1

I have a Rails 3 application that has a model w/ a Name, and a Geographic Location (lat/lng). How would I go about search for possible duplicates in my model. I want to create a cron job or something that checks to see if two objects have a similar name and that they are less than 0.5 miles away from each other. If this matches then we'll flag the objects or something.

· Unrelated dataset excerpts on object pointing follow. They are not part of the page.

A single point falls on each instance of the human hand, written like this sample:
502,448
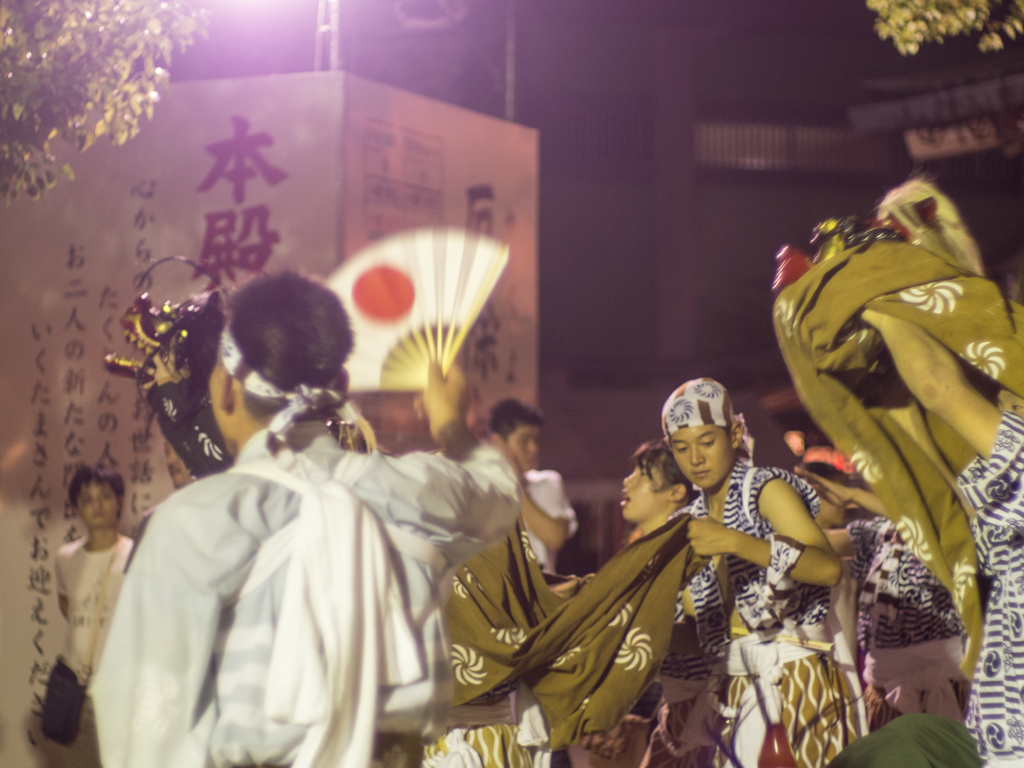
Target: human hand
830,492
445,401
710,538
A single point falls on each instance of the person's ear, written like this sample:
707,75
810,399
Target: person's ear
222,389
679,494
736,434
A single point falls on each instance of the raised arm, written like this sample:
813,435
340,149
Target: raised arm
934,377
783,508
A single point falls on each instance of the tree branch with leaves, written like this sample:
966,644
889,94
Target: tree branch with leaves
910,23
80,70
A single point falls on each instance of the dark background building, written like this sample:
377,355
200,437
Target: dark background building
682,144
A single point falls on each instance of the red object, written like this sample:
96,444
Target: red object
775,752
793,264
384,294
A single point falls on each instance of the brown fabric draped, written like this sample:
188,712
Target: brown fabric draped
849,386
587,658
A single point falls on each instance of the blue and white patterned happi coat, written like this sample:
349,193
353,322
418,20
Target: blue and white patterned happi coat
810,603
994,488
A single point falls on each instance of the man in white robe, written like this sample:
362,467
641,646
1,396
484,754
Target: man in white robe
195,642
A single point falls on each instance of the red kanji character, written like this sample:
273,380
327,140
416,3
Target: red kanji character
237,152
222,252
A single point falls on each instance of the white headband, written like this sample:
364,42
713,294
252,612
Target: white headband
695,403
704,402
300,401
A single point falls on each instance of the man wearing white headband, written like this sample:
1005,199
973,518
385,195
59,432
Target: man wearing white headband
287,612
761,604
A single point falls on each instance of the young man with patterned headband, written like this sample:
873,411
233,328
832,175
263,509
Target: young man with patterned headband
287,611
761,604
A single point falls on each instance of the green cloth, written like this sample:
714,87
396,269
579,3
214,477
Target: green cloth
587,658
847,382
912,741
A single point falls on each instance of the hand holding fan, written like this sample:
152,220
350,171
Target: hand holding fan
412,298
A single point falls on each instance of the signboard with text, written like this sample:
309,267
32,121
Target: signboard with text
295,171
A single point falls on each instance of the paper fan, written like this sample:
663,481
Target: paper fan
412,298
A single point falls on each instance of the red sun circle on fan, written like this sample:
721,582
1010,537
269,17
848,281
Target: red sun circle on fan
384,294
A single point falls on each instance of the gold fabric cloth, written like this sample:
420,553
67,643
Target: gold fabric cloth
847,382
586,658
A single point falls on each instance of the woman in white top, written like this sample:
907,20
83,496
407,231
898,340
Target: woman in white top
89,573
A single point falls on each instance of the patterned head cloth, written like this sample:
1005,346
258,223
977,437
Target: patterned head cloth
704,402
303,399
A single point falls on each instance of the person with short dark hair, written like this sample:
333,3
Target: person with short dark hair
768,578
654,488
89,576
288,609
550,519
909,634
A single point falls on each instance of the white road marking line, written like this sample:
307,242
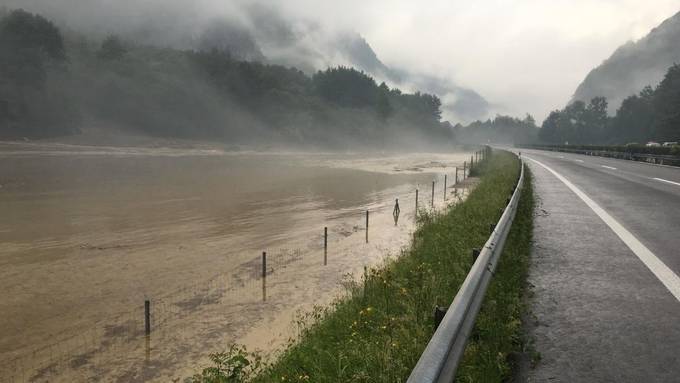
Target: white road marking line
653,263
667,181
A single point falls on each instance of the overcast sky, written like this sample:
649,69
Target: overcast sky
521,55
526,55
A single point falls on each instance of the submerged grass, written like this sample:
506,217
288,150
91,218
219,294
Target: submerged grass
378,332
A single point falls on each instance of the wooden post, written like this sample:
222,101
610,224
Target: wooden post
475,254
416,203
366,226
147,317
264,276
264,264
433,194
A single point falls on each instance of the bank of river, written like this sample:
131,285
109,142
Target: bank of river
89,233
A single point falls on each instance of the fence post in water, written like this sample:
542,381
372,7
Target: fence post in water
264,276
439,313
366,226
432,194
444,187
416,214
147,317
475,254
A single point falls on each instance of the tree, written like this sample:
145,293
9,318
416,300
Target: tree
666,102
634,119
112,48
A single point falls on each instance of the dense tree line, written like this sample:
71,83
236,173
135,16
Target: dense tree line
51,84
31,103
501,129
653,114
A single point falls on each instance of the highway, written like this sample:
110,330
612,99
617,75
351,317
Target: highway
605,291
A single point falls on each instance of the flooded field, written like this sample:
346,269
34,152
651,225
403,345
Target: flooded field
88,234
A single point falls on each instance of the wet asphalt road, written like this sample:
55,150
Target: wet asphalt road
598,313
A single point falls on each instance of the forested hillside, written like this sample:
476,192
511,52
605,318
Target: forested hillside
652,114
634,66
55,82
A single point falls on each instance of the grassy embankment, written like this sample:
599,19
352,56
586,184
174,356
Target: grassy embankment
378,332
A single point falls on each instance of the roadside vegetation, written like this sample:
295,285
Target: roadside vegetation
378,331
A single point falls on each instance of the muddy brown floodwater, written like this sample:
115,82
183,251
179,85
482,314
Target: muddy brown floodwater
88,234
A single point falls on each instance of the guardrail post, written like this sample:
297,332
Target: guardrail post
439,313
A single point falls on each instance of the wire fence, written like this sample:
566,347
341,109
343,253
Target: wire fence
200,317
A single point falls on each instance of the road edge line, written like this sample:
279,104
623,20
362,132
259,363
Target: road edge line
662,272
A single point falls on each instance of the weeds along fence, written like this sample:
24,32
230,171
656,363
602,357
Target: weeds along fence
161,332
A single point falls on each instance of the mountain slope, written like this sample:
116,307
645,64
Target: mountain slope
634,66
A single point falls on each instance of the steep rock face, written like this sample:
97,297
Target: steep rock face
634,65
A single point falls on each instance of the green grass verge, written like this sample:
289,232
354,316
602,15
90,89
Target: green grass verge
378,332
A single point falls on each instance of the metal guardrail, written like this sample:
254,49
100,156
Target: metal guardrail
660,159
439,361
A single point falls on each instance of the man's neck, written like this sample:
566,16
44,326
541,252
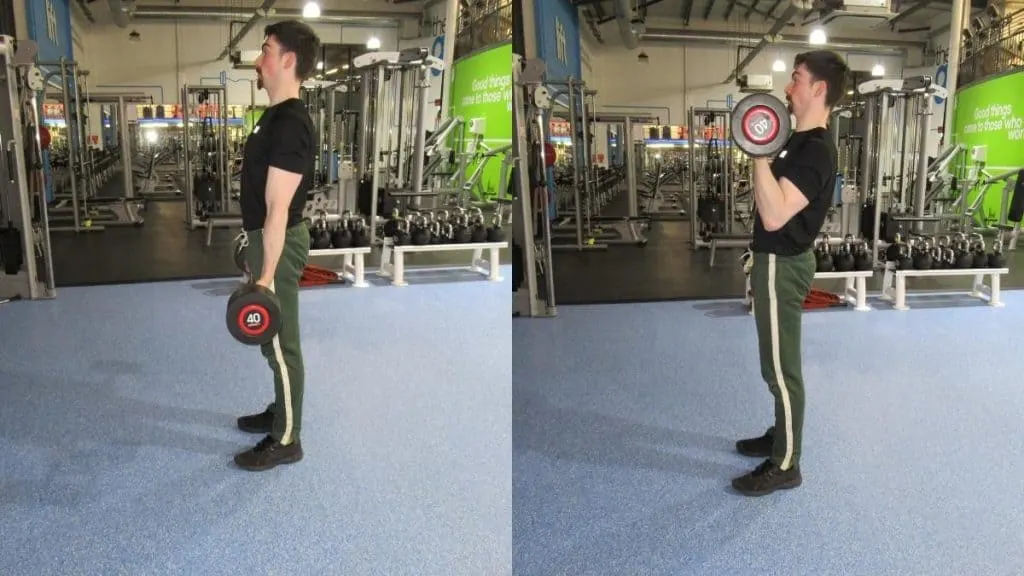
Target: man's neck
812,120
284,93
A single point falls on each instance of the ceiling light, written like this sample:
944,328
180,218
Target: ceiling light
310,10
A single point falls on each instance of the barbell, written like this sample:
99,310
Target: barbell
760,125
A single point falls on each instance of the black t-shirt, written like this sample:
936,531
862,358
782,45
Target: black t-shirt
283,138
809,161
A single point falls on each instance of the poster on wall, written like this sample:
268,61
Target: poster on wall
481,89
49,26
990,114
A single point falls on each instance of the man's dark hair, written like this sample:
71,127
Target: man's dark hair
826,67
298,38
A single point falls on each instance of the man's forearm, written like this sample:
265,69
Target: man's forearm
768,196
274,229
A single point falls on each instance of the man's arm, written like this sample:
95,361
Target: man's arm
803,180
290,156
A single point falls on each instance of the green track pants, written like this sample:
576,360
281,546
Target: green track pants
780,284
284,354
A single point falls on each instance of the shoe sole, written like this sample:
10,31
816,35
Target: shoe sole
290,460
787,486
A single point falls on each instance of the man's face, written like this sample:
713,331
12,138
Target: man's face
803,90
272,64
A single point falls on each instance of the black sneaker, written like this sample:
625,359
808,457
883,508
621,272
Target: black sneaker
758,447
267,454
766,479
257,423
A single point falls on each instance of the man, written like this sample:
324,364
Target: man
276,173
793,196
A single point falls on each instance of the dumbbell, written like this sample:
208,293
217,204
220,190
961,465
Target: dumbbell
760,125
253,315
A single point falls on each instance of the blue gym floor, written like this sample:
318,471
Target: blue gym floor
118,426
625,418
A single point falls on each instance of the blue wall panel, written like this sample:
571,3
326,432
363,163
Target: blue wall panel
49,26
558,38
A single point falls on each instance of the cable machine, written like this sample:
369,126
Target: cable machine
375,167
207,177
27,270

I am using Ruby Geocoder and ThinkingSphinx in my application.

Kyle Decot
  • 20,715
  • 39
  • 142
  • 263
  • What do you mean by similar name? Do you mean the same name? different by cases? or even something like Vancouver & Vancuover – Kyle d'Oliveira Jul 20 '11 at 01:25
  • [levenshtein](http://raa.ruby-lang.org/project/levenshtein/) looks like what I want I think. – Kyle Decot Jul 20 '11 at 01:43
  • Maybe you could think of a way to put that as a validation in your model instead of a cron job. – christianblais Jul 20 '11 at 03:21
  • Whether it goes in a Cron or in a validation is trivial. The actual logic of finding the duplicate is what I'm asking for. – Kyle Decot Jul 20 '11 at 07:02
  • If you're focusing on finding duplicates take a look at http://stackoverflow.com/questions/2531502/detect-similar-sounding-words-in-ruby/2533033#2533033 . It will solve the problem of detecting similar words in a simple way – lucapette Jul 20 '11 at 16:46

1 Answers1

1

Levenshtein is as good a way as any for judging the similarity of two text strings, ie the names.

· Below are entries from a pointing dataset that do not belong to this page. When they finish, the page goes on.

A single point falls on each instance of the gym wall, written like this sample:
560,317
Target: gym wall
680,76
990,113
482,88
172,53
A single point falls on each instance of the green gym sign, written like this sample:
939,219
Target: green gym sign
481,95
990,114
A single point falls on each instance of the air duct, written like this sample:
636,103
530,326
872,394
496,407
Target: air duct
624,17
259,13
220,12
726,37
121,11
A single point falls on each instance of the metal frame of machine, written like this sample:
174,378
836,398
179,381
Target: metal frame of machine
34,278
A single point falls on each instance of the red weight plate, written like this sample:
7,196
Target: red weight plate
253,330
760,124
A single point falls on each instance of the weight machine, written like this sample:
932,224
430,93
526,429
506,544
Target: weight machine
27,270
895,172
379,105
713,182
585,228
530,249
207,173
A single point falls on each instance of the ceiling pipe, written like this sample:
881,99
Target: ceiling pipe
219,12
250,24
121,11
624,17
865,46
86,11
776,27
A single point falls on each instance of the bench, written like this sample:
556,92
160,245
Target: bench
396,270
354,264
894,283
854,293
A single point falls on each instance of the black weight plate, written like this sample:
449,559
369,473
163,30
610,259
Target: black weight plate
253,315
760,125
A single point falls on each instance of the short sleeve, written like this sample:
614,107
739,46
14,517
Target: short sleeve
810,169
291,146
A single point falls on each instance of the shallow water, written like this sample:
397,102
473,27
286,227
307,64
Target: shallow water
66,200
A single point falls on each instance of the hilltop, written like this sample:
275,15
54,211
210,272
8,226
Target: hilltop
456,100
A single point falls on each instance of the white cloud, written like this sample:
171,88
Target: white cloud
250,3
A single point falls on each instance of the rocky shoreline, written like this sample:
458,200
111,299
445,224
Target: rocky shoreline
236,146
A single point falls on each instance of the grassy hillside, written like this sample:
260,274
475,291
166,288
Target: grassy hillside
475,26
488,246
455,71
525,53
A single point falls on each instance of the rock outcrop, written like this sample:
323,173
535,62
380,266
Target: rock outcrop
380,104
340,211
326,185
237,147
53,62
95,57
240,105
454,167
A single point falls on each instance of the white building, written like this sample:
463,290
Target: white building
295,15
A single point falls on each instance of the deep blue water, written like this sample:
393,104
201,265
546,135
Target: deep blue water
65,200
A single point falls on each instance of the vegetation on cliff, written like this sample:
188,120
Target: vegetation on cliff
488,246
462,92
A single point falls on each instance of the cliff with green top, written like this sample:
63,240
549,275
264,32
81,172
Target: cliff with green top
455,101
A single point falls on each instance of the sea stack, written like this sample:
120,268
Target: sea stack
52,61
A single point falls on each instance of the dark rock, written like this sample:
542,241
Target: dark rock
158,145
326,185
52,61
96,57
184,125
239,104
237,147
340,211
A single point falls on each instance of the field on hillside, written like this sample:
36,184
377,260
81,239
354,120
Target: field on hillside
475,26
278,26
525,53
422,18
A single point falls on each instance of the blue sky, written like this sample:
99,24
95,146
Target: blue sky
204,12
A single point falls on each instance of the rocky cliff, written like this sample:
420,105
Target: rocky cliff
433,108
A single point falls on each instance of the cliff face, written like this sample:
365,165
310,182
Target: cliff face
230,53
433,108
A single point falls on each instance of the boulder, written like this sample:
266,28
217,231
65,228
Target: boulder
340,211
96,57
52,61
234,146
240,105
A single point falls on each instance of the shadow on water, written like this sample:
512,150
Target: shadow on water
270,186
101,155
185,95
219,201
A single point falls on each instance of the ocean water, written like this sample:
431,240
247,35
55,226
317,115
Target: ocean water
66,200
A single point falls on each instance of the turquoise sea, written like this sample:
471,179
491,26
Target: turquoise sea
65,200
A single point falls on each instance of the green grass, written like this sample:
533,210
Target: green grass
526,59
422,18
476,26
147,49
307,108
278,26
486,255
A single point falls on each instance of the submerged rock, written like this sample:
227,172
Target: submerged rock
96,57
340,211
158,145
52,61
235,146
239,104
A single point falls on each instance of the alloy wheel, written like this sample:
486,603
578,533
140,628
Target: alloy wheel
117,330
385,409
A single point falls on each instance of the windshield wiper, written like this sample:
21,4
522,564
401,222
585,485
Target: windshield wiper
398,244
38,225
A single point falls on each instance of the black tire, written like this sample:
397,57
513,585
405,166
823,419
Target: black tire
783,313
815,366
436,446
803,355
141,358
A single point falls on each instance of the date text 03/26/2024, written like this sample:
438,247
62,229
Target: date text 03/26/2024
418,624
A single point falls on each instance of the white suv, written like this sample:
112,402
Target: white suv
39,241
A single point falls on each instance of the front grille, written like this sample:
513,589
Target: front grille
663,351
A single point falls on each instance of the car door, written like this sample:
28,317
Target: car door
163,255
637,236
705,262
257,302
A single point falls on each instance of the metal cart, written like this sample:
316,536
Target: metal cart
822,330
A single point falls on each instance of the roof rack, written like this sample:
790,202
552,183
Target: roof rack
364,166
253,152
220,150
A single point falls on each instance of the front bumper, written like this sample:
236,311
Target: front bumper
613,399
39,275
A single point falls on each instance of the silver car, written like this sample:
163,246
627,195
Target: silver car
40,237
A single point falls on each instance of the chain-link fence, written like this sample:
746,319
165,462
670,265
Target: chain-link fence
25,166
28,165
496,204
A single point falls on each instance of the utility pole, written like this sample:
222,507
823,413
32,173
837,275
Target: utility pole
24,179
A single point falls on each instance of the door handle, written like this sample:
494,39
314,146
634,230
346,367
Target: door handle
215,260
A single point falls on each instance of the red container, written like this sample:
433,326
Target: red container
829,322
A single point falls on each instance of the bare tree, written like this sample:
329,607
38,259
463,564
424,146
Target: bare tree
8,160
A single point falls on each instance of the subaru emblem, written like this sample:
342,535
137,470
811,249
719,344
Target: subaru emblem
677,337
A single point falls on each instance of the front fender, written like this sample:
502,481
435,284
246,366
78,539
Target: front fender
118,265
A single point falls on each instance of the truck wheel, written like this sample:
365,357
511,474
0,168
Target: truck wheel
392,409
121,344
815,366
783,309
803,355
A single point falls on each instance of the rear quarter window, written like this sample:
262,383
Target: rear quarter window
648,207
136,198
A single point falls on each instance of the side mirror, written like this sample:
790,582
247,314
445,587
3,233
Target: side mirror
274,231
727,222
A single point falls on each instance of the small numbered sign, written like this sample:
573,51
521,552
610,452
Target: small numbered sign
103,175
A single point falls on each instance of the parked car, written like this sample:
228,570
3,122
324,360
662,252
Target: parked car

What i would suggest is to (as well as, or instead of, the single "lat;long" string) store the latitude and longitude seperately. Then you can do an sql query to find other records that are within a certain distance, THEN run the levenshtein on their names. You want to try to run the lev as few times as possible as it's slow.

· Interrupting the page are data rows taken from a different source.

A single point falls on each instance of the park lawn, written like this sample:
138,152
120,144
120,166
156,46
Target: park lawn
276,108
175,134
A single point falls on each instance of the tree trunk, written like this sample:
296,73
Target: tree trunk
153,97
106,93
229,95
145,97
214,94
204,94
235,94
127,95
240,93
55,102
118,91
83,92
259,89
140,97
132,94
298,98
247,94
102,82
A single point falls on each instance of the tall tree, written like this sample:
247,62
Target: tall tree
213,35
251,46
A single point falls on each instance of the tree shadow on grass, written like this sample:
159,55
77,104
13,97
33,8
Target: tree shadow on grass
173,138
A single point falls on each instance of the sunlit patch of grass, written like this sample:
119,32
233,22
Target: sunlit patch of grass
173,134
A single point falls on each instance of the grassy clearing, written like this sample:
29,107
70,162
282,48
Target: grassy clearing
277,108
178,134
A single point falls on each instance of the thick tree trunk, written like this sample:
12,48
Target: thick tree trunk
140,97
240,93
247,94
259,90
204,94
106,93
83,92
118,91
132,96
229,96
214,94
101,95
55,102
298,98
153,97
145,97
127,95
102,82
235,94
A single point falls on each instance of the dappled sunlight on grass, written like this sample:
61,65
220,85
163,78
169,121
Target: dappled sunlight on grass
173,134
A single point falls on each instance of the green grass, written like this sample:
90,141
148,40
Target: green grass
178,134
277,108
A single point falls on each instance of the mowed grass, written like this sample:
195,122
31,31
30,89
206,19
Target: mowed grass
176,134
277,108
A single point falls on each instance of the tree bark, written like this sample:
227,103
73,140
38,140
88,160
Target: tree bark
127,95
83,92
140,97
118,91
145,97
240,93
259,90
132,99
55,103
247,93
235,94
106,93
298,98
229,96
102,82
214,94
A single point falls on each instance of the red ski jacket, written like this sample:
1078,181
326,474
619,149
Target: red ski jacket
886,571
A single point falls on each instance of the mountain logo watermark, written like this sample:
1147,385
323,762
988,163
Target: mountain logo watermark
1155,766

Then you could do something like this: let's say your model name is "Place":

class Place < ActiveRecord::Base

  def nearby_places
    range = 0.005; #adjust this to get the proximity you want
    #lat and long are fields to hold the latitude and longitude as floats
    Place.find(:all, :conditions => ["id <> ? and lat > ? and lat < ? and long > ? and long < ?", self.id, self.lat - range, self.lat + range, self.long - range, self.long + range])
  end

  def similars
    self.nearby_places.select do |place|
      #levenshtein logic here - return true if self.name and place.name are similar according to your criteria
    end
  end

end

I've set range to 0.005 but i've no idea what it should be for 1/2 a mile. Let's work it out: google says one degree of latitude is 69.13 miles, so i guess half a mile in degrees would be 1/(69.13 * 2) which gives 0.0072, so not a bad guess :)

Note that my search logic would return places that are anywhere within a square which is a mile per side, with our current place in the centre. This would potentially include more places than a circle with 1/2 mile radius with our current place in the centre, but it's probably fine as a quick way of getting some nearby places.

Max Williams
  • 32,435
  • 31
  • 130
  • 197